BANK of England Governor Sir Mervyn King has predicted that bank bosses could eventually decide to split up their institutions, even though planned reforms stop short of this.

But he also warned that the new set-up could be undermined unless regulators are protected from bank lobbying.

The Government plans to force banks to ring-fence their retail banking businesses from higher-risk investment banking arms.

Sir Mervyn supports complete separation of the two forms of banking and predicted that falling investment banking profits could prompt institutions to pursue a split.

"The economics of investment banking have changed radically. It may well be that the nature of banking looks very different and separation may emerge as the natural outcome," he said.

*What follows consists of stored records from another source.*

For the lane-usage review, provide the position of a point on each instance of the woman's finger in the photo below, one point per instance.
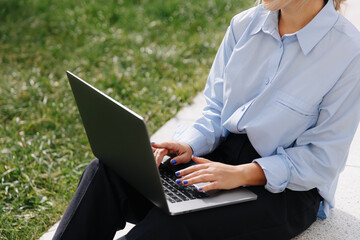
(194, 174)
(208, 187)
(191, 169)
(200, 160)
(198, 179)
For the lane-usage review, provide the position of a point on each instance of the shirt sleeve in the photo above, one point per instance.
(319, 154)
(204, 135)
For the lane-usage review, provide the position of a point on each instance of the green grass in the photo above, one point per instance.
(151, 55)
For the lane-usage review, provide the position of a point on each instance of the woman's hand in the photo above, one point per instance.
(220, 175)
(182, 151)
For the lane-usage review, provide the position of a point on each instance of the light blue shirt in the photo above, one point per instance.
(297, 97)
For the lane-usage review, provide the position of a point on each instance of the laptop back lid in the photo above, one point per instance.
(119, 138)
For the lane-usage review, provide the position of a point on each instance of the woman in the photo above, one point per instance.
(282, 99)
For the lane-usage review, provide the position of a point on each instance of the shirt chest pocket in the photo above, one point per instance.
(283, 119)
(293, 106)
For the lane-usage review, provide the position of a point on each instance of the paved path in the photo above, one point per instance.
(344, 223)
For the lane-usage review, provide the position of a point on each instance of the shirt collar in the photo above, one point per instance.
(268, 21)
(308, 36)
(314, 31)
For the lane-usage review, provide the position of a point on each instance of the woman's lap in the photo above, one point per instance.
(275, 216)
(103, 202)
(279, 216)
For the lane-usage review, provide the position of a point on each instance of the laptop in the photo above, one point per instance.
(119, 138)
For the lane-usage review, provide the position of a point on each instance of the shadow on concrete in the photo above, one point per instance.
(340, 225)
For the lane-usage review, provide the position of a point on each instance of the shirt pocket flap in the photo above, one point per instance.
(296, 105)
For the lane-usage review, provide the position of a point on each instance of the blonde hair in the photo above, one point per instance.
(337, 3)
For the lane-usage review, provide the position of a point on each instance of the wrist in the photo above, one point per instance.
(253, 174)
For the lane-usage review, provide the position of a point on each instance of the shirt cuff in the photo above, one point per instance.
(277, 172)
(195, 139)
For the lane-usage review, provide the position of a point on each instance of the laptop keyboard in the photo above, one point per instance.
(175, 192)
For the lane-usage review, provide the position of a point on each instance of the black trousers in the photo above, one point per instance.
(104, 202)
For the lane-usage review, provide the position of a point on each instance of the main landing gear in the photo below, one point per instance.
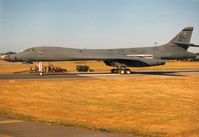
(40, 66)
(121, 70)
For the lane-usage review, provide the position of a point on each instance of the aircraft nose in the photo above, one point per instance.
(5, 57)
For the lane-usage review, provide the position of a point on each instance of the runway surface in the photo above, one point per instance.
(98, 75)
(19, 128)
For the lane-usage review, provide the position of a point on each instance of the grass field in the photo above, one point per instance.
(150, 107)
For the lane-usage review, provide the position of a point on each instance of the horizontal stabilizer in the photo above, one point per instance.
(187, 44)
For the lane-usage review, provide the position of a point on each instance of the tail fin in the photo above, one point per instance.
(182, 38)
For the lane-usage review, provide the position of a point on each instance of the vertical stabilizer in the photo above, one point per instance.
(183, 37)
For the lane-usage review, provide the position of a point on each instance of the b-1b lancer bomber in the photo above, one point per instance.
(121, 59)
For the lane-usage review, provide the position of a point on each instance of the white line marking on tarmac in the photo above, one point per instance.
(10, 121)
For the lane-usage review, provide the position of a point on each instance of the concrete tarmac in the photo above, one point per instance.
(19, 128)
(98, 75)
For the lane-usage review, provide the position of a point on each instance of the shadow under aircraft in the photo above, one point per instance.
(120, 59)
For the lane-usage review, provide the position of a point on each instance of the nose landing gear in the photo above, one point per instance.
(121, 70)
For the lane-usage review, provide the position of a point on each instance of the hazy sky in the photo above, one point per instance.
(94, 23)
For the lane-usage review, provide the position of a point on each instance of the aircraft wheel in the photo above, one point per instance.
(115, 71)
(122, 72)
(128, 71)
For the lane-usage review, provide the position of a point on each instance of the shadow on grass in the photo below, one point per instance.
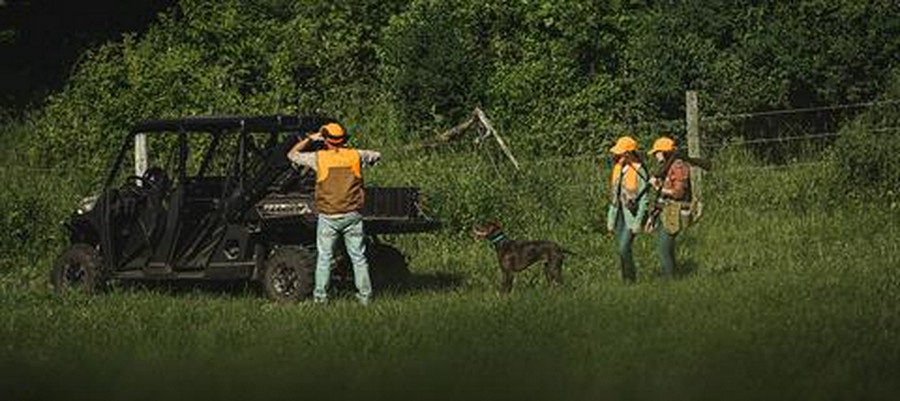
(388, 270)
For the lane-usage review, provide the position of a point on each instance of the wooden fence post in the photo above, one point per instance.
(692, 120)
(140, 155)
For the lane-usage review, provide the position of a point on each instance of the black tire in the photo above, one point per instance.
(78, 268)
(388, 267)
(289, 274)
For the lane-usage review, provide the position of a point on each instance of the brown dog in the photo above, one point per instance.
(516, 256)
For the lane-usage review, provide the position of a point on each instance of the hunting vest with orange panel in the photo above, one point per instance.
(339, 184)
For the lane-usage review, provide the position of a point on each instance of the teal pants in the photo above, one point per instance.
(328, 231)
(666, 251)
(624, 238)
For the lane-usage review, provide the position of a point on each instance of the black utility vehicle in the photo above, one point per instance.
(220, 201)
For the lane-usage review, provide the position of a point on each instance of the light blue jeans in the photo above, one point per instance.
(328, 230)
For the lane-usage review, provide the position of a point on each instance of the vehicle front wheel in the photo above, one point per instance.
(289, 274)
(78, 268)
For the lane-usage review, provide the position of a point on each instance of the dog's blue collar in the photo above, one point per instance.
(497, 237)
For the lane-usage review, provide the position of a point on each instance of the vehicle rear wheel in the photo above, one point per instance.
(78, 268)
(289, 274)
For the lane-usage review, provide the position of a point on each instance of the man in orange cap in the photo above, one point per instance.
(628, 201)
(339, 200)
(673, 200)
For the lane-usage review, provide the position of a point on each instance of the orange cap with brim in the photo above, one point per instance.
(663, 144)
(334, 133)
(624, 144)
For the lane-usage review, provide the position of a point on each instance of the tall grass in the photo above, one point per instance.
(780, 295)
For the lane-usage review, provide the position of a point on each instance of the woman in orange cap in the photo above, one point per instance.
(628, 201)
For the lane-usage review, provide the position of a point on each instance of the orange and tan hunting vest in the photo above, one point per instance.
(339, 185)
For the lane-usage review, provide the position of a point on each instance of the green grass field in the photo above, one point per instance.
(773, 301)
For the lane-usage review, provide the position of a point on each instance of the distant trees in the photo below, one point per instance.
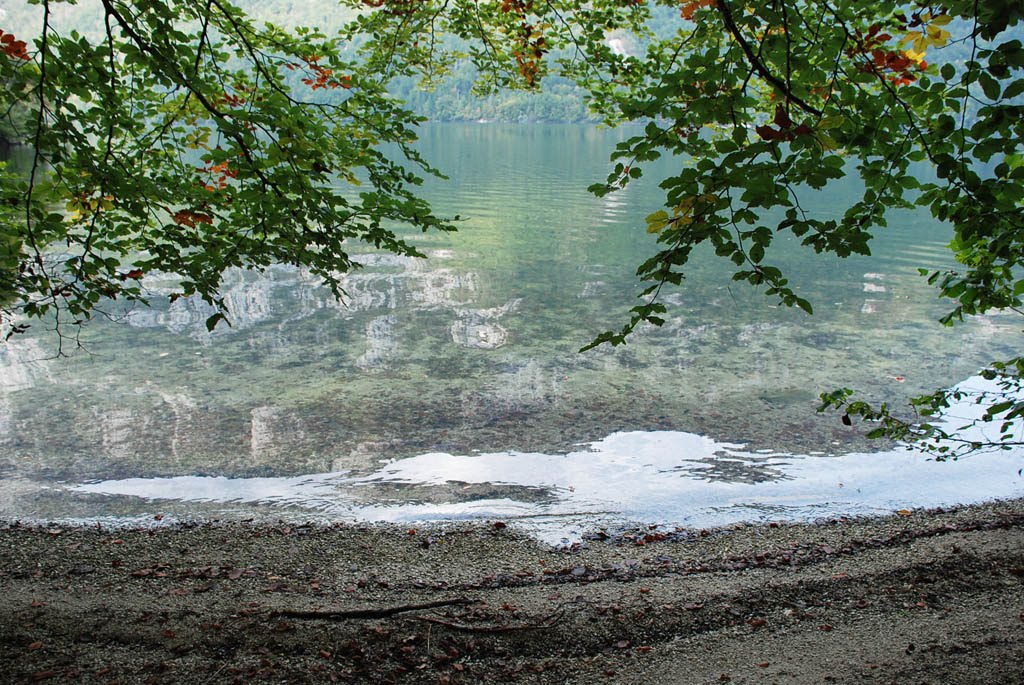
(188, 138)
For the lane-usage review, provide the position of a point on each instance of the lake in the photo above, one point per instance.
(452, 387)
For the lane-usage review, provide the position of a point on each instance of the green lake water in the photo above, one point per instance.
(473, 350)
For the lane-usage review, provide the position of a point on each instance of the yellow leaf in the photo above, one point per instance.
(832, 121)
(910, 36)
(915, 56)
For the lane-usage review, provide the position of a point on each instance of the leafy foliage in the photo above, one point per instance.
(188, 140)
(758, 101)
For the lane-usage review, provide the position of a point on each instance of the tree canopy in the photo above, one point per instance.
(183, 137)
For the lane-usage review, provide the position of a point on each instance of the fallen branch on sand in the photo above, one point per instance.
(468, 628)
(384, 612)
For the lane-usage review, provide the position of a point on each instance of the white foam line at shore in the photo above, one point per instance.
(654, 477)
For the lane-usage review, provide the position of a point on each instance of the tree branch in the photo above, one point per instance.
(730, 24)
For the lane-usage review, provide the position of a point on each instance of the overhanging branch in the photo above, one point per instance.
(759, 67)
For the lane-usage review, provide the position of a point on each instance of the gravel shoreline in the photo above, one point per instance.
(916, 597)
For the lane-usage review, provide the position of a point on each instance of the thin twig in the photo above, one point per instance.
(467, 628)
(385, 612)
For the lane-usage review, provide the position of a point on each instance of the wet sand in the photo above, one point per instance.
(916, 597)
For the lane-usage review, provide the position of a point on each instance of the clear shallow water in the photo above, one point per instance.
(672, 478)
(465, 365)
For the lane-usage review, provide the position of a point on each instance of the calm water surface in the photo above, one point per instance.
(452, 387)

He added that the changing dynamics might prompt bank bosses to reform their organisations' cultures, which he believes have been affected by the aggressive ethos of investment banking.

Sir Mervyn, however, also called for the new banking rules and powers to be clearly defined to protect regulators from lobbying and the ring-fence being undermined.

He suggested banks would be able to get around the new rules if the interpretation of the separation depended on negotiations between the banks and the regulators.

Sir Mervyn's comments echo warnings about the lobbying power of banks from other senior regulators, Financial Services Authority chairman Lord Adair Turner and the FSA's banking division head Andrew Bailey earlier this week.

The views of Sir Mervyn, who retires next year, are not wholly shared by Paul Tucker, the deputy Bank Governor seen as the frontrunner to succeed him. Mr Tucker said he does not back splitting banks completely and said the system could still be "blown up" by the collapse of financial institutions that are not banks.